Just like SC, Romney’s campaign at least knows well in advance whether or not he will win and probably by what margin, barring someone getting caught with a toddler in his mouth – although, like SC, they may be in public denial about it if it’s bad
AA+ Bonds
Don’t get me wrong – hang onto the tax return story, that would be useful against Romney in the general, but his campaign has worked admirably to take a story that Republicans are less likely to care about anyway and bury it in the middle of the week
In general, BJ cares about what liberal TV pundits tell them they should care about, and that’s probably a long long way away from what actually matters
AA+ Bonds
@Judas Escargot:
He’s not empirical; he never understands what he’s talking about; he’s decided, like a lot of effete Republicans, that he wants to be on the I-like-blacks-no-really side of history
JGabriel
@Judas Escargot:
It is more than passing strange that the idiots who accuse Obama of pursuing a European economic model are the same jackasses who constantly advocate for Austrian economics. And even stranger than no one in the media ever calls them on the dichotomy.
.
Judas Escargot
@AA+ Bonds:
To loosely paraphrase Hugh Hefner: I don’t really care why he’s coming around to the anti-austerity camp.
Millions of readers, many of them those very same ‘effete Republicans’. To hell with purity. I just want them to vote properly in November.
JGabriel
Sully via Judas Escargot:
I don’t think conservatism means what Sully thinks it means.

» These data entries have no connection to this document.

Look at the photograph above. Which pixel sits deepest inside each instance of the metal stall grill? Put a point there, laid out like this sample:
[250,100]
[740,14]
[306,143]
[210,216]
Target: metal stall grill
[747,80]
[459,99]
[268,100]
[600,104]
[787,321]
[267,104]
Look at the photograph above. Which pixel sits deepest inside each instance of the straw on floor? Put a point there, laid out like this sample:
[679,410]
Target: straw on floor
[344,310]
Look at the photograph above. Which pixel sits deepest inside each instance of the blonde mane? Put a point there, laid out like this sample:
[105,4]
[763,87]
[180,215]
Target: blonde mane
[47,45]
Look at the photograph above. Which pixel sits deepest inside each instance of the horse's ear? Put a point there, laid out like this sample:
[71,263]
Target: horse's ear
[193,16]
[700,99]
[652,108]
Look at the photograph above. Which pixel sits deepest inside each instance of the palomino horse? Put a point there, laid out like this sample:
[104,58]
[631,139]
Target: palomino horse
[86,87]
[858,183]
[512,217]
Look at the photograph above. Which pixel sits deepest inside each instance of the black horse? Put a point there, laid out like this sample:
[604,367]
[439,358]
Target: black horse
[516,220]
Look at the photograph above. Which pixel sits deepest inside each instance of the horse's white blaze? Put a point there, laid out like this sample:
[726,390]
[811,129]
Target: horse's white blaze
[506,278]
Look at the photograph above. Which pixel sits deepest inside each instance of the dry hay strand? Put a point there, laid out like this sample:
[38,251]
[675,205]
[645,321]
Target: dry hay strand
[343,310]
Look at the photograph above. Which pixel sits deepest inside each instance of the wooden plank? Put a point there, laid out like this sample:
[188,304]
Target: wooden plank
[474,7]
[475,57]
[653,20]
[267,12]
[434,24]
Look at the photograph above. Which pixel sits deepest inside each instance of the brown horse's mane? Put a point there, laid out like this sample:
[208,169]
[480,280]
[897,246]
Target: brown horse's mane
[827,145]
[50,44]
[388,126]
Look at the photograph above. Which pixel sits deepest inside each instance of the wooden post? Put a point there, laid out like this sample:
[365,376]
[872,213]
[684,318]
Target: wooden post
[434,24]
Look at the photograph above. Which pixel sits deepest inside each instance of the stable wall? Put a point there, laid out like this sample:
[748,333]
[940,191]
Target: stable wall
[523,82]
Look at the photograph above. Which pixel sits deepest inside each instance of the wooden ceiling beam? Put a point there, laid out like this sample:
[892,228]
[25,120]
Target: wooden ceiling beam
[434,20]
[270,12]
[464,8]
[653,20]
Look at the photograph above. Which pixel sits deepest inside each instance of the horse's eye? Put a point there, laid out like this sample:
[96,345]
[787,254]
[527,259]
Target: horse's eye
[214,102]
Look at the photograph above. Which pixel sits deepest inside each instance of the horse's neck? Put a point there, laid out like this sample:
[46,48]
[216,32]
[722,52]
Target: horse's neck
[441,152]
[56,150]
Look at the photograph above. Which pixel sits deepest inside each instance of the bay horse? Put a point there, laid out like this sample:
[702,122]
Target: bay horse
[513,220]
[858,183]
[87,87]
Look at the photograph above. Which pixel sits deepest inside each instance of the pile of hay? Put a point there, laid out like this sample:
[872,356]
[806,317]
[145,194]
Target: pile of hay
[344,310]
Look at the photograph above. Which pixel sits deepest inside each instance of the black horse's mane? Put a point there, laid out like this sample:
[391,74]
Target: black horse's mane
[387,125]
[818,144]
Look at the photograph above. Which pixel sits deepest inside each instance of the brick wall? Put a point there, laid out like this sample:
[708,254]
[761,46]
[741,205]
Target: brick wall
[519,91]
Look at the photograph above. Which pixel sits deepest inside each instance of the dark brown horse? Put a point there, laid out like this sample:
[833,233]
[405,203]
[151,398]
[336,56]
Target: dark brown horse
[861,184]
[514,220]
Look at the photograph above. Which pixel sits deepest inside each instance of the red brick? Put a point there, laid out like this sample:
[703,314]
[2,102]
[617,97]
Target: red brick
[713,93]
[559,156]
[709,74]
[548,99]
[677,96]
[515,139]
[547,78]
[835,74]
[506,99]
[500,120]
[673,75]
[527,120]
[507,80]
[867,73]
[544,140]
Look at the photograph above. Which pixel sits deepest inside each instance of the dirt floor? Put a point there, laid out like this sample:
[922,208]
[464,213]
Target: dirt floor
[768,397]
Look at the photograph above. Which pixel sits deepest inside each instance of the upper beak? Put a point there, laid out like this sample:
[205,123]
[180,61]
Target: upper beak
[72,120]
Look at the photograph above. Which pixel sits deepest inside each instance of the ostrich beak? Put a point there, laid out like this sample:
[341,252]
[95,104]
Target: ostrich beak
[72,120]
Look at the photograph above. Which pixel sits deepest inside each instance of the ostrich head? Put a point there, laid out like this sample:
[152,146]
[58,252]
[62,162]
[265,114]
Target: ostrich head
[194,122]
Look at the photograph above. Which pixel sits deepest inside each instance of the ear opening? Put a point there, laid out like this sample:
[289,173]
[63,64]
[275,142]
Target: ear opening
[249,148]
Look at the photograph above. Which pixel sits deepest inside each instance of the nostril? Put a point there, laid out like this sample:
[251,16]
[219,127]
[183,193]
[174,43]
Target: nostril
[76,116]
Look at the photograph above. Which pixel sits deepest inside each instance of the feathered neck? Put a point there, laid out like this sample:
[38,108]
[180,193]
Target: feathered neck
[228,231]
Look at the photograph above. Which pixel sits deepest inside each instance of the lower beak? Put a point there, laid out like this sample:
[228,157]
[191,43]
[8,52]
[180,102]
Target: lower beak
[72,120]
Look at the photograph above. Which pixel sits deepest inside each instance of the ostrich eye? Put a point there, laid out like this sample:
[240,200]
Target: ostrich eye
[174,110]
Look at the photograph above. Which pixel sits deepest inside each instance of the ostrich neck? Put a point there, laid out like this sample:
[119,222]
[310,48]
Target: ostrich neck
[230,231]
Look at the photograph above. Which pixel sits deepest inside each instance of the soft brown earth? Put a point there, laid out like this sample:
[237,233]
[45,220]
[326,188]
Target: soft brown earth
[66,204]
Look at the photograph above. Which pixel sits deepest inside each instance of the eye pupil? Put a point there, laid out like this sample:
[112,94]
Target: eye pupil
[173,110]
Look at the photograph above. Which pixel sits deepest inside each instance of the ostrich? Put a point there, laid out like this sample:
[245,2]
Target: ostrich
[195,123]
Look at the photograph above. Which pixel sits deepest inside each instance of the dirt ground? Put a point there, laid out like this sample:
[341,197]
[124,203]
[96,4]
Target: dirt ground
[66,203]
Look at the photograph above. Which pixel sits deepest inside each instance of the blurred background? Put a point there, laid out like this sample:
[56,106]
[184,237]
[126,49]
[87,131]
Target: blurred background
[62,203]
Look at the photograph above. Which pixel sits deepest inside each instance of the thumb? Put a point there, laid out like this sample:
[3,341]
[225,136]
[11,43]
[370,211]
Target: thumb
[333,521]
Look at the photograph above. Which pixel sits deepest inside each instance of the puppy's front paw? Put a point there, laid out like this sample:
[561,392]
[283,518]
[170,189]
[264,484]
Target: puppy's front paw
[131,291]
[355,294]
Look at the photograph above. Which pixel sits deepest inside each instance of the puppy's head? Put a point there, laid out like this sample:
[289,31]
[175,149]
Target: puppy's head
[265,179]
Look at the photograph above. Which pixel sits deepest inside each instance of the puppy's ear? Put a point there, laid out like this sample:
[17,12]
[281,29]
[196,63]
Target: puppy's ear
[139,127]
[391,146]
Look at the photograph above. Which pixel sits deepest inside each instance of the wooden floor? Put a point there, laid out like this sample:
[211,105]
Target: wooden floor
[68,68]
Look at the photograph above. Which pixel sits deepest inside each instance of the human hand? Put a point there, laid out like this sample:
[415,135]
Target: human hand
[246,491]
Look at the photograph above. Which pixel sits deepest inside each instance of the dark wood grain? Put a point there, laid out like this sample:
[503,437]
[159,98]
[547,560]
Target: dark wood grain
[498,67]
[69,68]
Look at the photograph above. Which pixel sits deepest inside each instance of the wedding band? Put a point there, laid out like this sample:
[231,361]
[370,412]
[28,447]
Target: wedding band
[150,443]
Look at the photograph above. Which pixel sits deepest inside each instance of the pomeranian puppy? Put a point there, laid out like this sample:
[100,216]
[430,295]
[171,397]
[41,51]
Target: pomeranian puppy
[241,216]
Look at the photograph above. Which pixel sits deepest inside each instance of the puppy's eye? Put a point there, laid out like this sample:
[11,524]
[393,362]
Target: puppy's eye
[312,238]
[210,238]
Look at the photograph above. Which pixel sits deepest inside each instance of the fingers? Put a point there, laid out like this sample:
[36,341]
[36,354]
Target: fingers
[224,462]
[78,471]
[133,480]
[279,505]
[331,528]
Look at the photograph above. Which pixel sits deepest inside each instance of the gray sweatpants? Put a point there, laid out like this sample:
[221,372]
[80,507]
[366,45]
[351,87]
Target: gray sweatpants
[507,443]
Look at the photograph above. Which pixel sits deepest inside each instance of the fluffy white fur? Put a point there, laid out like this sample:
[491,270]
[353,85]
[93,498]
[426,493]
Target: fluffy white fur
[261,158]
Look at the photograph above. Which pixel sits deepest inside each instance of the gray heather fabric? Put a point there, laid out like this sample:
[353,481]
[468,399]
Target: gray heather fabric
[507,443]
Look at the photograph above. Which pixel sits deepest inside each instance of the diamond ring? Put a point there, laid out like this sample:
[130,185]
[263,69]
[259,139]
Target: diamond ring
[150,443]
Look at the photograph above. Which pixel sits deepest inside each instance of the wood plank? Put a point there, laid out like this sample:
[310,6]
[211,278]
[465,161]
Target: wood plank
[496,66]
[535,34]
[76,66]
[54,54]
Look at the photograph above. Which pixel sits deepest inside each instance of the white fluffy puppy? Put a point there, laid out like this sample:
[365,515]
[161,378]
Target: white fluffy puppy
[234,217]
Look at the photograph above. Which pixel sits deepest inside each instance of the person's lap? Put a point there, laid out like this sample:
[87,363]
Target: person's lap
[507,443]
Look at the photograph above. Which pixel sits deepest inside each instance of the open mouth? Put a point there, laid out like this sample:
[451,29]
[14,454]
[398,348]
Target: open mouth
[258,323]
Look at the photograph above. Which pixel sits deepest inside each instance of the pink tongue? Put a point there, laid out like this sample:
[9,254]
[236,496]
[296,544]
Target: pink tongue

How do you maintain a belief in conservative’s empiricism when conservatives routinely deny evolution, global warming, social sciences, etc.? I mean, that’s a level of compartmentalization that goes beyond even being a gay Catholic Tory.
.
General Stuck
You can give yourself brane damage thinking to0 hard on what wingnuts are thinking with regard to who they support one day to the next with who to pick in their primary. It’s like an atheist trying to figure out God’s purpose for life on planet earth, just in case
Tonal Crow
@General Stuck:
Also too, unforced variation.
Tonal Crow
@JGabriel: To be fair to Sully, he’s talking about his brand of “conservatism”, not the brand that most Republicans practice. They’re only tenuously related.
gelfling545
Just wondering if the change occurred pre or post Gingrich announcing that he wants to rule the Moon as well as the Earth.
Ed in NJ
Didn’t read all the comments, but Nate Silver is dangerously close to jumping the shark. With a race this volatile, he needs to learn to temper his written predictions. In ’08, he would adjust his predictions as polls came in, and they were shown in grid form on 538.com. Now he’s throwing up a blog post after every new poll, it seems. Can’t trust anything he says because it’s going to be different the next day.
Tonal Crow
Somewhat OT, but “Gingrich opened up the possibility of the moon becoming the 51st state, something he believes could happen once a permanent settlement reaches a population of 13,000 Americans.”
Teatards’ll love this when the figure out it’d give them 2 more Senators.
Jay in Oregon
@dmsilev:
You gotta love the corporate doubletalk from the campaign:
“Are undergoing an internal review of” is wonderful corporatespeak for “aren’t going to do jack shit about”.
Of course they didn’t bother to check if there were any discrepancies in his financials. Mitt didn’t want to release the tax information; he had to be goaded into it by the rest of us, and he tried to stall for as long as he could.
Sister Machine Gun of Quiet Harmony
It may not be the tax form release. It may be the state of the union address. Florida is full of wealthy Republican retirees who are probably getting nervous about an Obama proposed increase in the capital gains tax.